Why is it the city can spend so much money on the police dept and even though I disagree with it, I accept it. As soon as the city spends money on arts or social programs, right wingers get up in arms. I guess they figure that only their selfish agenda and needs should be met, while ignoring other segment of this city. Of course we need to spend money on police but I also want my tax dollars spent on my interests. (the arts, design, beautiful city, social programs, festivals) In a city of this size and stature, all these things can and should be funded with tax payers dollars, although I'd cut a few million from the police budget. I bet crime would not change much at all. More cops do not equal less murder!
 
Re: Re:Star - Nurture T.O's Creativity, Report

To be clear,

1. I'm using the term "The Arts" as a catch-all phrase to simplify talking inclusively about all art forms, artists and works of art.

2. When talking about 'relevance' I'm talking specifically about "social relevance", meaning society and the people that make up society.

3. I understand that the Arts are not always socially relevant. For instance, my own creative pursuits are for my own personal enrichment and nourishment. No audience required. However, when a particular work of art or art form reaches an audience beyond that of the artist that creates it then clearly it has gained some relevance. To me, it would stand to reason that the wider the reach obtained the more relevant the art in question.

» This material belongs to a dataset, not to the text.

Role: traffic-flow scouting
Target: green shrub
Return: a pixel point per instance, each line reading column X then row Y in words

My feeling is that the Arts that achieve the most relevancy tend to emerge organically, as a product of the times and of the people living them. This is a human tendancy and has been seen throughout history: The cave painters at Lascaux did not need a panel of bureaucrats to encourage them to paint. The Arts have flourished within the most impoverished, oppressive and even dangerous of times. Yet even in good times, how often is it the wealthy and privileged, or even the trained and patronized for that matter, who are creating the works of art that truly speak to their generation and beyond? On the contrary, often what is the most relevant is that which is in opposition to that which is sanctioned and institutionalized. When you remove the 'struggle' from the Arts you remove a little of the spirit, the edge and the need, and none of this can be supplanted by what is clearly a politicized and bureaucratic state-sanctioned program of policies. The Arts incubation approach takes this process out of the 'street', so to speak, and into what can only ever be an artificial, rarefied and cloistered environment, out of touch with and sheltered from the very society it seeks to be relevant to.

I don't think anybody is advocating that the government shouldn't support the Arts, but throwing money at dubious panels with nebulous policies like that of 'encouraging creativity' just sounds like the silly posturing of a government that in fact has very little intention of supporting the Arts in a meaningful way. If money is really intended to help foster the Arts, how about more tangible policies like directing money for the funding of supplies to community centres or the funding of performance/atelier space, or investments in and imrovements to venues, or organizing of events for the exposure of artists, and so on? Let the people, or the market, take care of the rest. Those who are relevant will find their audience, or their audience will find them. The others can toil away in blissful anonymity, like me, happy in the knowledge that I am enriching myself if not others.
 
Re: Re:Star - Nurture T.O's Creativity, Report

The romantic nineteenth century notion of the artist as a struggling ghettoized outsider will not die as long as tudararms walks the earth.